Last week Dundee City Council voted unanimously against the move, but Ms Roberts is reported as saying:
I just sat there and listened to it. I was in the room, but when they all said they agreed with the motion I said nothing. It was 28 against — I didn’t see the point of doing or saying anything. It wouldn’t have changed anything anyway. They had already made the decision that they were going with the motion.
This seems bizarre, since surely as a point of principle and to ensure the vote was more representative of true opinion then the councillor's dissent should have been noted?

Perhaps, as alluded to in her quote, Ms Roberts felt so overwhelmed by the opposition against the plan that she felt she had no other choice but to fall into line? Indeed, regarding last year's fire board meeting to consider the proposal first time round, the Evening Telegraph says:

Ms Roberts also claimed fire board members had been “intimidated” by the presence of so many FBU members at last year’s vote on the Balmossie plan.“We have had some councillors saying they went along with the vote because they knew it was going to fail,” she said. “They felt intimidated when they went to the meeting.”

Thus might Ms Roberts have felt intimidated by the strength of opposition at the more recent Dundee City Council vote, hence her failure to register her dissent?

But she also points out that the city council doesn't constitute the whole fire board - which also comprises representatives from Angus and Perth & Kinross councils - and opines:
When you go into a fire board meeting you don't take political baggage with you - you are there to do the best you can for the whole of Tayside.
But let's recall what fellow Dundee City councillor and fire board member Rod Wallace said:
I am a councillor who is also on the fire board, so I have that additional responsibility. But the views of my electorate come first.
Which seems to completely contradict what Ms Roberts says regarding the duties of fire board members. It should also be recalled that MSP Shona Robison said: "It would be wrong for Fire Board members to vote along party political or geographical lines."

But as I pointed out last time round, Ms Robison then seemed to contradict this ethos by emphasising the needs of the people of Dundee, while Ms Roberts says, "They [the Fire Brigades Union] have not mentioned Forfar at all. This is not just about Dundee, but about Forfar and the area around Forfar, too. Sometimes they can't get a full crew out. What about them?"

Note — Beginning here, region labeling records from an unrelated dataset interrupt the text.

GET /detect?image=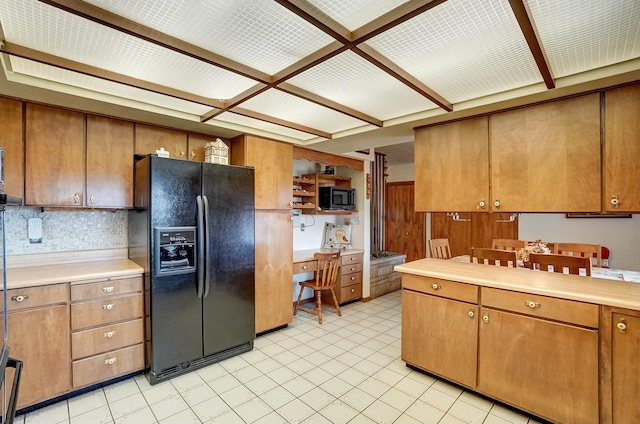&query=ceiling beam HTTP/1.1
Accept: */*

[0,41,224,108]
[509,0,556,90]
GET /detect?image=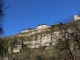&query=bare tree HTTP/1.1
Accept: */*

[0,0,4,35]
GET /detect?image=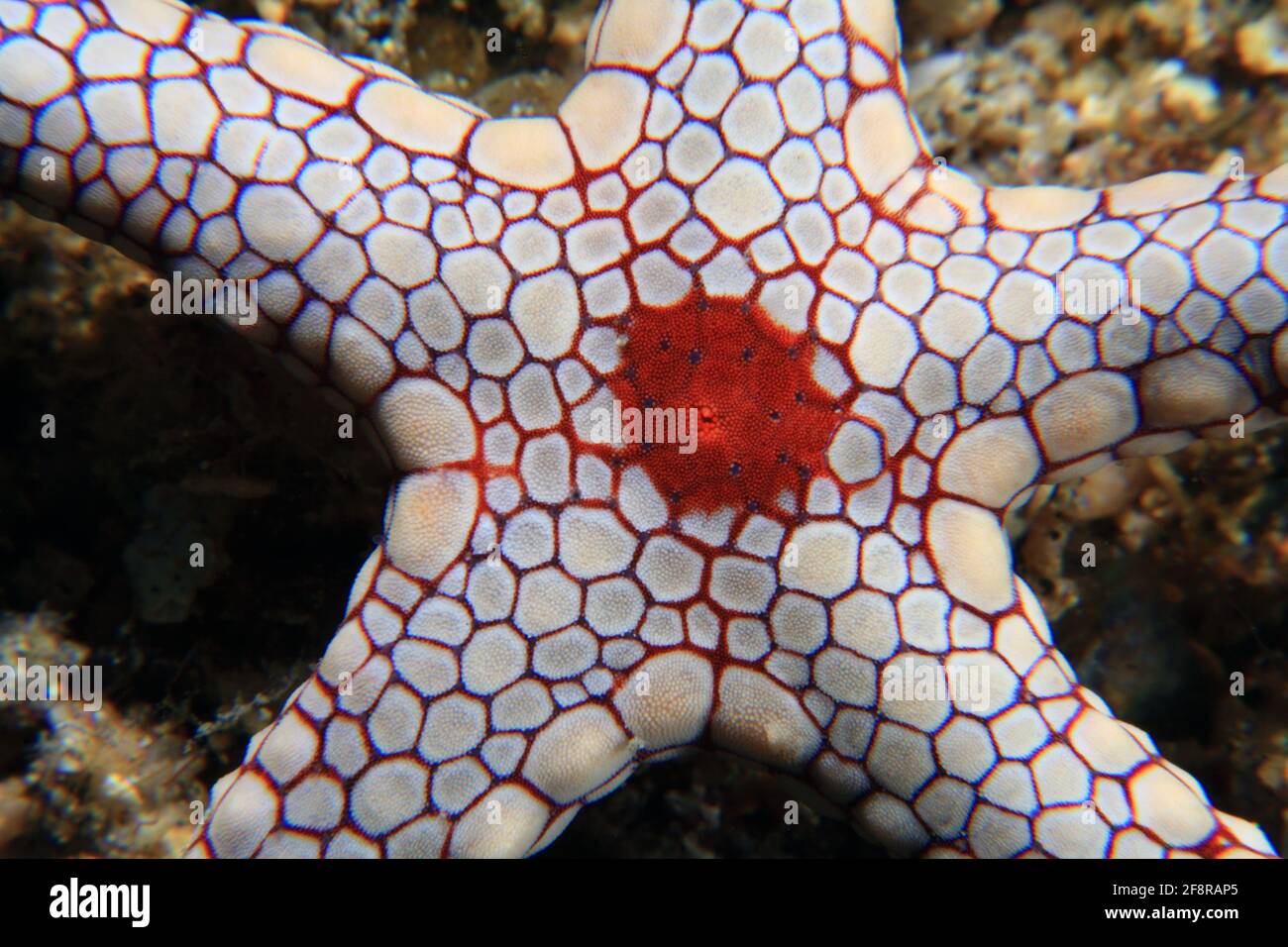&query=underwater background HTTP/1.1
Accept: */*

[0,0,1288,857]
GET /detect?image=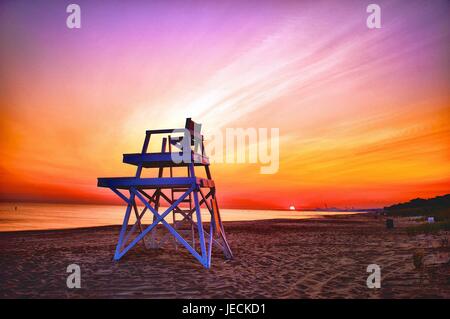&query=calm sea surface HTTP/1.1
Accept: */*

[0,203,362,231]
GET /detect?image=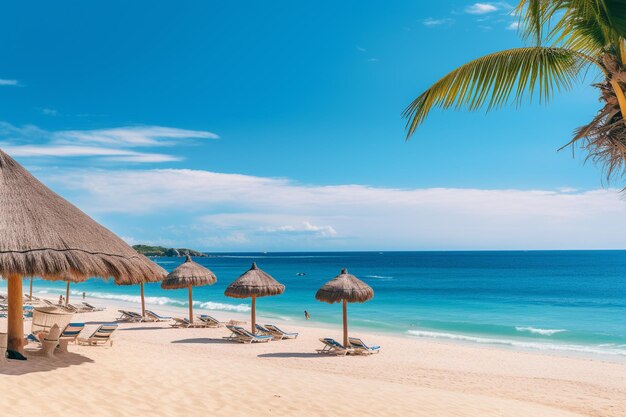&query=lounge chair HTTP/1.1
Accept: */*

[197,314,224,327]
[76,323,117,346]
[265,324,298,340]
[317,337,354,356]
[59,323,85,353]
[348,337,380,355]
[224,325,272,343]
[146,310,172,321]
[117,310,143,323]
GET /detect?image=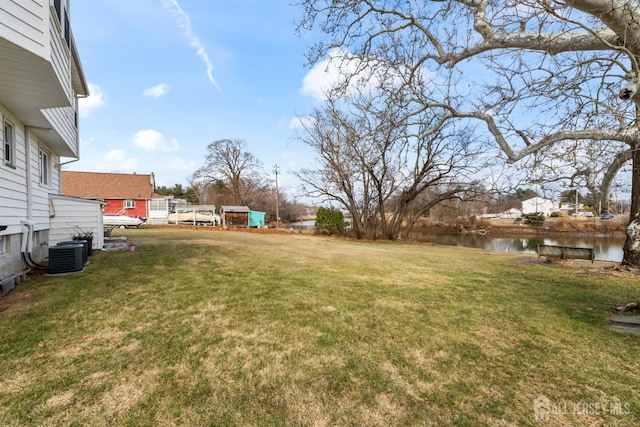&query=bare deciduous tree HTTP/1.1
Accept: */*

Of course, as I said previously, despite the overtly political nature of the stance of most of the politicians, the issue is certainly not causing partisan division. Instead, the dispute is largely geographical and born of crude electoral advantage based on the (perceived?) wishes of voters.

Which is all very well for Ms Robison et al, since they are not members of the fire board, but how she/they expect members of that body to decide the issue on a pan-Tayside basis rather than on the needs of Dundee per se when her/their own opinion is so crudely swayed is fundamental to the self-evident democratic deficit here.

Of course, we all know that democracy is imperfect, but this relatively minor issue serves to underline the undemocratic nature of much of the country's decision making process, hidden as it is behind the usual fine words and phrases such as "consultation", "accountability" and "transparency".